Die Patente auf seine Erfindungen spielen für Silver nicht nur eine große Rolle bei der Qualitätssicherung seiner Produkte, sondern auch in der Gewährleistung seiner humanitären Mission. "Ein Risikokapitalgeber rief mich in meinem Büro an," erzählt er, "und meinte, ich dürfe meine Erfindung nicht in Afrika verwenden, sie müsse in Palo Alto, Kalifornien oder an ähnlichen Orten eingesetzt werden. Als ich mich seiner Meinung nicht anschloss, fing er sogar an, mich wütend anzuschreien." Patente verhinderten, dass seine Entwicklungen nicht in seinem Sinne eingesetzt würden.

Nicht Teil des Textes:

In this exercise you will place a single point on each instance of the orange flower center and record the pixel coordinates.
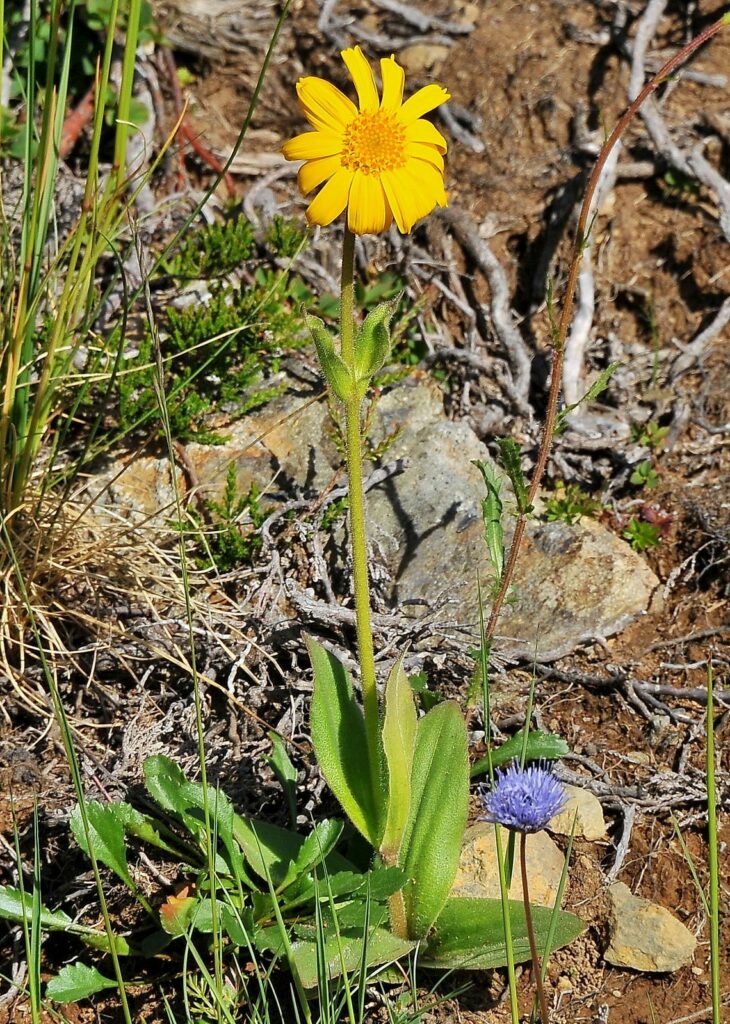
(374, 142)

Verbesserungen seit fast 3 000 Jahren

Die Brille gilt als eine der fünf wichtigsten Schlüsselerfindungen der Menschheit. Ihre Entwicklung begründete bereits im Mittelalter die spätere weltweite Überlegenheit Europas, meint unter anderem der US-amerikanische Wirtschaftshistoriker David S. Landes: "Europa erfreute sich eines Monopols an Korrektionslinsen für 300 bis 400 Jahre. Dadurch verdoppelte es das ausgebildete Fachkräftepotenzial, ja mehr als verdoppelte es, rechnet man den Wert der Erfahrung mit ein."

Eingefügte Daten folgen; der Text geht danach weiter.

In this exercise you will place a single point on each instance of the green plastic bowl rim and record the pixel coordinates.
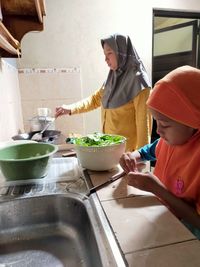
(31, 158)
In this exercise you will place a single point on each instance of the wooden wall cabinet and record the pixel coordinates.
(17, 17)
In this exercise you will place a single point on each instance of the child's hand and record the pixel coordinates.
(131, 162)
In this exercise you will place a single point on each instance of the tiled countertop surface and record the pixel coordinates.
(148, 233)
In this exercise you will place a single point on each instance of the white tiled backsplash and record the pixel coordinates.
(51, 87)
(10, 103)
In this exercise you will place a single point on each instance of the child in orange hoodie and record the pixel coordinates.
(175, 105)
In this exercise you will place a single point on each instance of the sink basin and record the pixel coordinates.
(52, 230)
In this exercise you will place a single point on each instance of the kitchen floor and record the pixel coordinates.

Dabei findet sich eine der ersten Erwähnungen von Vergrößerungsgläsern in ägyptischen Hieroglyphen aus dem 6. Jahrhundert vor Christus. Erst rund 2 000 Jahre später, am Ende des 13. Jahrhunderts, wurde in der Toskana mit der Lesebrille, die man auf die Nase setzte, die Sehhilfe für beide Augen erfunden. Und noch im frühen 17. Jahrhundert betonte Rene Descartes den Wert des Sehsinns und der ihn unterstützender Erfindungen: „Unsere gesamte Lebensführung hängt ab von unseren Sinnen, und die Tatsache, dass das Sehen der umfassendste und prächtigste von ihnen ist, lässt keinen Zweifel daran, dass alle Erfindungen, die der Erweiterung seiner Kraft dienen, zu den nützlichsten gehören, die es gibt."